Marjorie Taylor Greene, 2021'den beri Georgia'nın 14. kongre bölgesinin ABD temsilcisi olan Amerikalı aşırı sağcı politikacı, iş kadını ve yorumcu.

ABD Temsilcisi Marjorie Taylor Greene ve Tucker Carlson arasındaki bir yayına denk geldim.

Yayın, Greene'in Amerikan Hristiyan kültürü ve siyasetine yerleşmiş yaygın İsrail yanlısı söylemler olarak tanımladığı durumu eleştiriyor.

Yayında Carlson, Greene'e, özellikle Evanjelikler arasında, ABD'nin İsrail'e koşulsuz destek vermesi yönündeki teolojik ve politik baskıları sorguluyor.

Greene, modern İsrail'i desteklemenin İncil kehanetlerini yerine getirdiği ve ilahi bereketleri sağladığı (veya lanetleri önlediği, genellikle Yaratılış 12:3'ten alıntı yaptığı) inancına doğrudan yanıt veriyor; “Seni kutsayanları kutsayacağım ve seni lanetleyeni lanetleyeceğim”

Greene, "Hristiyanlara kaşıkla yedirilen tüm propaganda makinesi...

“İsrail için her şeyi yapmalıyız, cennete gitmenin tek yolu bu, bunu yapmazsak Amerika lanetlenecek.”
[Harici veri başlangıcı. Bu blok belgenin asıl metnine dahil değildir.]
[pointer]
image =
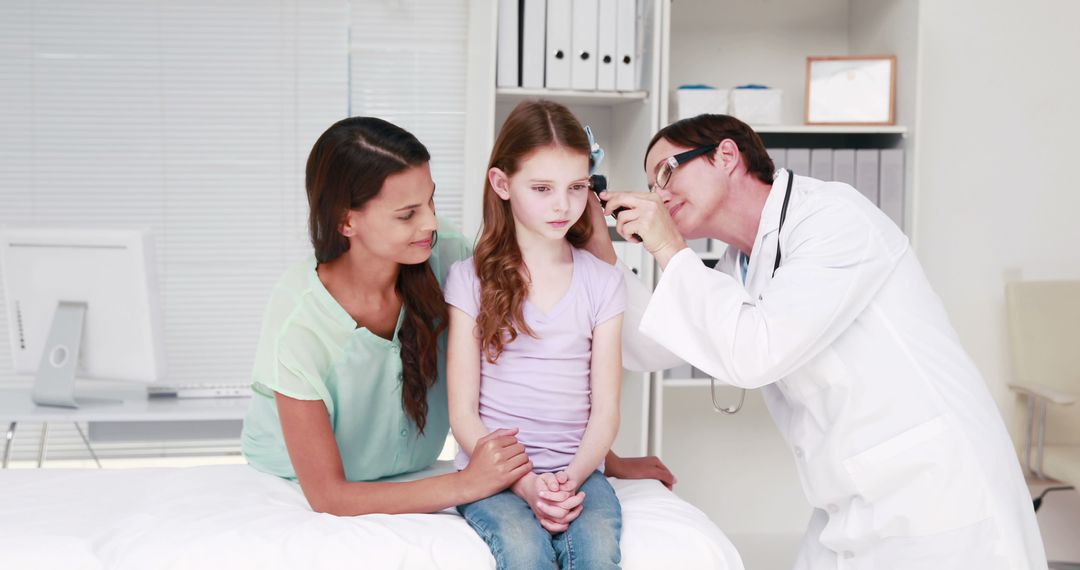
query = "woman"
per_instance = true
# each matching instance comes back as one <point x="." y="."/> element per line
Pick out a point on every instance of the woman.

Marjorie, tüm bu yalanlar parçalanıyor diyor. Bu mesajın “kiliseden siyaset sahnesine kadar her yere" nüfuz ettiğini vurgulayarak, ABD dış politikasını kurtuluşla eş tutmak için tasarlanmış “büyük bir aldatmaca” olarak çerçeveliyor.

Greene, bu değişimden duyduğu memnuniyeti dile getirerek, “İllüzyon tam gözlerinin önünde çöküyor ve sonunda gerçekleştiğini gördüğü için minnettar... büyük aldatmaca parçalanıyor ve insanlar bunun farkına varıyor” diyor.

Bu, arada duran-devam eden Gazze çatışması sırasında ABD'nin İsrail'e yaptığı yardım da dahil olmak üzere, neo-muhafazakar dış politikaya yönelik daha geniş MAGA eleştirileriyle de bağlantılı.

Amerikalıların, Hz. İsa'nın “yaşamı boyunca İsrail liderleri tarafından zulüm görmesine” rağmen, “İsrail'in laik hükümetini” (kürtajı ve LGBTQ haklarını desteklediğini belirttiği) ilahi bir buyruk olarak görmeye şartlandırıldığını savunuyor.

Greene, İncil'in Hristiyanlara İsrail'in modern devletini finanse etmelerini veya İsrail için savaşmalarını emrettiği düşüncesine karşı çıkıyor ve bunu yanlış yorumlama olarak nitelendiriyor.

Bu, Cumhuriyetçi koalisyondaki çatlaklarla örtüşüyor. Trump tarihsel olarak İsrail yanlısıydı (örneğin, ABD büyükelçiliğini Kudüs'e taşıması), ancak Greene, Carlson ve Candace Owens gibi isimlerin de aralarında bulunduğu çevresi, israil karşıtı sesleri yükseltti.

Greene, İsrail yanlısı söylemi, Amerikan Evanjelizmi ve Cumhuriyetçi Parti mekanizmasına yerleşmiş, teolojik olarak şüpheli, politik olarak sömürücü bir güç olarak tasvir ediyor.

“Bu, organik bir destek değil, ABD hazinesini ve kanını sömürmek ve şüphecileri sapkın veya bağnaz olarak yaftalamak için kullanılan, dispensasyonalizm ( Amerika Birleşik Devletleri'nde özellikle Evanjelik Hıristiyanların teolojisinde önemli etki bırakmış bir tarih anlayışıdır) yoluyla üretilmiş bir yükümlülük” Greene, bunun yerine Mesih merkezli, Amerika Öncelikli vatanseverliği savunuyor.